Dans l’espace plus vaste de la salle principale, l’ordonnancement plus libre des œuvres laisse une plus grande latitude au regard tout en continuant de porter ses ambiguïtés. L’histoire du lieu, une ancienne bonneterie dont la salle correspond à l’espace de stockage d’époque rencontre la proximité contemporaine de gestes qui s’affirment et s’affinent par leur mise en résonance. Franz West convoque différentes histoires et tendances de la représentation pour orchestrer un jeu de références allant de la forme de la représentation à la familiarité chromatique entre quatre œuvres pour un Combo réjouissant qui mêle les traditions. Véritable patchwork de formules décoratives (photographie, design, peinture, sculpture…) les quatre pièces offrent un ilot d’intimité au sein de l’espace ouvert. L’œuvre de Mira Schor, chaleureuse, directe et expressive, elle aussi installe, en occupant deux pans des larges murs qui l’enserrent, un espace de sens où la revendication se heurte au symbole, où les multiples traditions de la représentation se conjuguent et participent d’une même urgence du présent.
Carla Adra, elle, fait vivre à son tour cette spécificité du lieu (le parquet étendu au sol) pour en offrir une tournure, au sens propre du terme, poétique. Elle dispose au sol des lattes contenant les reliques de lettres jamais envoyées, dont le pliage, s’il en condamne le sens, n’en efface pas moins le geste et semble au contraire le prolonger dans le temps, l’inscrire dans l’histoire du lieu. L’installation, pertinente et efficace, se prolonge avec une performance jouée par des intervenants faisant résonner, en suivant une harmonie préétablie, certaines lattes du parquet.

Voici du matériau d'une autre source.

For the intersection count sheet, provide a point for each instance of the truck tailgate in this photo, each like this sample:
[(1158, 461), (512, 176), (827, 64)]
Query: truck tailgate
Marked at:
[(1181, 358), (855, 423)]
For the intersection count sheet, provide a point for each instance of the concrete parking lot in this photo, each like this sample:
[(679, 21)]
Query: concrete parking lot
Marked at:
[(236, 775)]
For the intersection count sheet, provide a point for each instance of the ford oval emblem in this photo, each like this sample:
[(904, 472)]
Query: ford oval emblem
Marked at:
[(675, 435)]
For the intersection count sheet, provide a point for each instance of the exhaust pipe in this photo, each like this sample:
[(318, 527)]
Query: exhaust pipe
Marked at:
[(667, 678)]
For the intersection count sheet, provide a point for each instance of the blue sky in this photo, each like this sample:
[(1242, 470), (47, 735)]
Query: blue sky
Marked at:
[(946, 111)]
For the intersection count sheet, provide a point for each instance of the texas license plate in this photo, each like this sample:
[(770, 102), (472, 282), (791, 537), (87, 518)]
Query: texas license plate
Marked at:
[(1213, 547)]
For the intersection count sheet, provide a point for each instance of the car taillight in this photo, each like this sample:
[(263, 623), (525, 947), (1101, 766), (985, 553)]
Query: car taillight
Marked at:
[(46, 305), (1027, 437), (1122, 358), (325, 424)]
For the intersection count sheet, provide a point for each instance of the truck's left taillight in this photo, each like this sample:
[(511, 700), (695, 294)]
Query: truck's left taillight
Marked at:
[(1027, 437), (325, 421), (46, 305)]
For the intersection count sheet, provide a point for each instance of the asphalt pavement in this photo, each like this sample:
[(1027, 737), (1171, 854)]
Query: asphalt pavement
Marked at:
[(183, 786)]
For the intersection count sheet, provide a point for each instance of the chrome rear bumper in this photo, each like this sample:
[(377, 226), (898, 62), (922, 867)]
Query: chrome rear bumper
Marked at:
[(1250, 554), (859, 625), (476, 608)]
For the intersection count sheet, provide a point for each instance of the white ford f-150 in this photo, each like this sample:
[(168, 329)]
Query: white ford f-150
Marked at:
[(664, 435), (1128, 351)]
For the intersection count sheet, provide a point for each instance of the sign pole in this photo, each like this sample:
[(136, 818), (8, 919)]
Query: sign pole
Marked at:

Avec le travail d’Aapo Nikkanen, Sauge explore plus encore cette possibilité d’invention du récit à travers l’espace. En occupant deux lieux de la maison, il installe à son tour des cabinets d’expérience qui passent par une implication du spectateur, invité à jouer avec un autre à un échange à travers des cartes comportant des questions. Face au jardin, c’est ensuite entouré de deux seules enceintes qu’il écoute une interprétation a cappella d’une chanson de Whitney Houston. Deux manières de s’abstraire du temps autant que de s’ancrer à un lieu qui revendique par là la fonction réparatrice de Sauge, capsule programmatique d’une irruption de l’art au sein de sa propre vie.
Une résonance inattendue avec le travail de General Idea présenté ici, constitué de trois panneaux réinventant une narration fictive avec l’application d’allégories romantiques. Entre rigueur administrative de pièces à conviction et ornements illustrés, les cartels enserrant des photographies du groupe d’artiste rejouent à la manière d’un roman photo l’histoire d’une destruction fictive. Devant les ruines historiques d’un site archéologique, General Idea invente une autre destruction, celle d’une idée et d’une réalité parallèle qui n’a pourtant jamais existé.
Cathartique, l’acte de destruction se fait ici générateur de nouvelles histoires et, à la manière dont la combustion de brins de sauge séchés enduit l’espace d’un souffle de renouveau, ce qui détruit ici n’efface pas et, au contraire, appelle à une reconstruction d’un ordre libre. Oscillant entre pouvoir d’émancipation et liberté de ton n’hésitant pas à jouer de l’absurde, l’œuvre de Jimmie Durham détruisant méthodiquement un morceau du passé d’élèves invités à amener un objet à son bureau introduit à son tour un hiatus dans l’ordre, soulignant la nécessité d’opposer à la rigueur des conventions une déflagration jouissive et une création qui passe également par l’acte. Moins connu, le travail de Jean-Pierre Dolveck est présenté à travers deux vidéos filmant le processus de destruction d’œuvres dans un bain qui, loin de les purifier, les dissout proprement pour finir en un amas trouble qui sature l’image. Jusqu’à ce la focale s’éloigne et, laisse, dans l’une des deux vidéos, apercevoir le sourire fugace du sculpteur.
D’œuvres sans auteur détruites méthodiquement par Jimmie Durham, on aboutit alors au constat, souriant donc tout autant que percutant, d’auteurs se dépossédant de leur œuvre et dont la biographie constitue le seul corpus, perçant incidemment la frontière entre l’art et la vie, entre le lieu d’exposition et la volonté de le faire vivre, autant que de l’habiter, différemment.